On out-of-pocket costs, H.R 3 is a little contradictory, saying at one point it “could” include a $2,000 out of pocket limit, and later saying it will, although without a specific number attached (it literally says “$X”). Whatever the outcome, H.R. 3 would index out-of-pocket spending after 2022 to Medicare Part D growth, raising prices for seniors each year. It adds cost-sharing tweaks to alleviate that burden somewhat.
Finally, H.R. 3 applies Medicare savings expected from the negotiations to “historic improvements” in two areas. Primarily, it would fund new treatments and cures, as did the 21st Century Cures Act, a bill that passed at the end of the Obama administration. That bill also had a number of giveaways to the pharmaceutical and medical device industries. Even here, private companies would profit from federal spending on treatments through exclusive patents, though that’s mitigated slightly by the new negotiation setup. If there’s money left over, H.R. 3 would funnel it to improvements to Medicare, like coverage for vision, hearing, and dental. But that would not be assured.
Overall, a number of questions remain about H.R. 3. Does every country in the international index need to have the drug available for negotiations to work, and what if drug companies introduce new products solely in the U.S.? Does the excise tax get imposed annually, and can drug companies drag out the negotiation to delay it? Could drug companies just launch drugs with high prices, and then enact modest increases to stay clear of the inflation rebate? If the drug company pays the inflation rebate in one year and keeps their prices the same, do they avoid the rebate the next year? And isn’t granting monopoly rights to drug companies via patents the real problem? Shouldn’t that be the focus of the overhaul?
Unfortunately, K Street may have answered all of these questions, and not in ways that benefit patients.

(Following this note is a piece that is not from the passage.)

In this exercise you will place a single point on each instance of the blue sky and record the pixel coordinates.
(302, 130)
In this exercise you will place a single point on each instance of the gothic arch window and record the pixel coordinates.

I was told when I received the draft summary that it was probably already out of date, amid furious industry lobbying. H.R. 3 may represent the high water mark; if something passes, it will more likely look like Wyden-Grassley, and Mitch McConnell has been gunning to take out the inflation rebate, leaving no more than a shell left.
Trump has supported international indexing and direct price negotiation in the past. If Pelosi and the Democrats had a more robust plan to organize around, they could at least have used it as a strong political cudgel, if not a way to force Republicans to heel. Pre-compromising diminished the outcome and robbed the political value. Hopefully for patients, something can still be salvaged.